In reversing Supreme Court's denial of GEICO's summary judgment motion, the three-justice majority of the Appellate Division, Third Department, held that "material evidence established as a matter of law that the projection that plaintiff would have received $2,000 a week from the parts business is unreasonable[.]"
Invoking its alternative review authority under Rule 500.11, the New York Court of of Appeals REVERSED the Appellate Division's order and reinstated the complaint. The Court's 259-character (not counting spaces) decision:
On review of submissions pursuant to section 500.11 of the Rules, order reversed, with costs, and case remitted to the Appellate Division, Third Department, for consideration of issues raised but not determined on the appeal to that court. Triable issues of fact exist as to plaintiff's claim for lost wages.
That's it.
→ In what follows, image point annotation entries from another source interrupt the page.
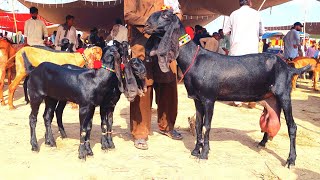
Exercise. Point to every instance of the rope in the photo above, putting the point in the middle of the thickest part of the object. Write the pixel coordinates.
(193, 60)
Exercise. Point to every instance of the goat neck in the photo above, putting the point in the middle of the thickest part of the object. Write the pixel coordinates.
(186, 52)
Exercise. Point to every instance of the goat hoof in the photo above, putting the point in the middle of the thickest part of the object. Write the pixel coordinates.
(35, 148)
(63, 134)
(82, 152)
(51, 143)
(88, 149)
(110, 144)
(195, 152)
(261, 145)
(290, 163)
(106, 145)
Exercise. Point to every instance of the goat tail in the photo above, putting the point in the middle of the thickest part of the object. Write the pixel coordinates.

Triable issues of fact regarding the EIP's LOE claim for the jury to hear and decide. Appellate Division order reversed. The Court of Appeal's seventh Rule 500.11 alternative review of an insurance coverage case.
Garcia v. Government Employees Insurance Company
(Ct. Apps., decided 12/14/2017)
Appeal from another 3-2 decision at the Appellate Division (Second Department), but GEICO won this one at the Court of Appeals.
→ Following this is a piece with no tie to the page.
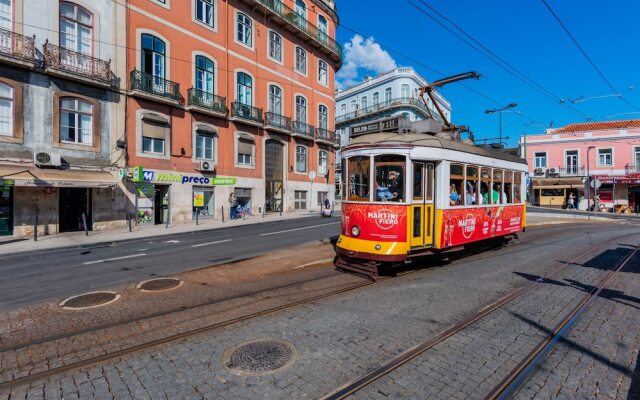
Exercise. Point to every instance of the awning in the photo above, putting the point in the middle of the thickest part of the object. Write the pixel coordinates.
(37, 177)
The insured had a $1 million personal umbrella policy with GEICO; the annual premium for that policy was $306. On renewal the insured asked GEICO to increase the umbrella policy limit to $2 million, which GEICO did so, resulting in an increased premium of $199 for the umbrella policy. When the insured paid only the prior year's premium of $306 GEICO cancelled the umbrella policy effective 12:01 a.m. on May 19, 2006. As unluck would have it, the insured's vehicle was involved in a motor vehicle accident later that day in which the plaintiff, Garcia, was injured.
In pursuing coverage under the umbrella policy, Garcia argued that the umbrella policy's declarations were ambiguous, that GEICO's insured had made a payment sufficient to keep $1 million in umbrella coverage in force, and that the the umbrella policy's first and second million dollars of umbrella coverage were divisible.
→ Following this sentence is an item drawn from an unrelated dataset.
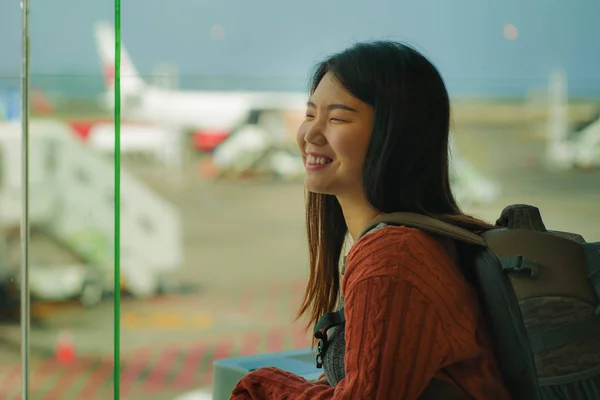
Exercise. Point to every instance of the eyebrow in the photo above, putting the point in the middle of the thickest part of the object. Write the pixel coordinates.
(335, 106)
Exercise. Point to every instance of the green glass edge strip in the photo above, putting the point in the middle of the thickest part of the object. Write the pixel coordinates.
(117, 198)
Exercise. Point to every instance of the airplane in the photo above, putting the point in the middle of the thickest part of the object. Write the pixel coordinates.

The 3-2 majority of the Appellate Division, Second Department, disagreed:
Next, because there is no ambiguity in what Rakowski contracted for — $2,000,000 in coverage, as stated in the Amended Declarations of the policy — there is likewise no ambiguity in GEICO's notice of cancellation, which referred to the policy number of Rakowski's umbrella policy. The cancellation notice could only have pertained to Rakowski's coverage of $2,000,000, which was the only coverage the policy provided for the policy period (see First Sav. & Loan Assn. of Jersey City, N. J. v American Home Assur. Co., 29 NY2d at 300).Invoking its alternative review authority under Rule 500.11, the New York Court of of Appeals AFFIRMED the Appellate Division's order, with costs. The Court's 219-character (not counting spaces) decision:
On review of submissions pursuant to section 500.11 of the Rules, order affirmed, with costs. There is no ambiguity in the policy as to coverage or divisibility. The parties contracted for $2 million of coverage. Plaintiff's remaining contention lacks merit.That's it. No ambiguity. Insurer wins. The Court of Appeal's eighth Rule 500.11 alternative review of an insurance coverage case.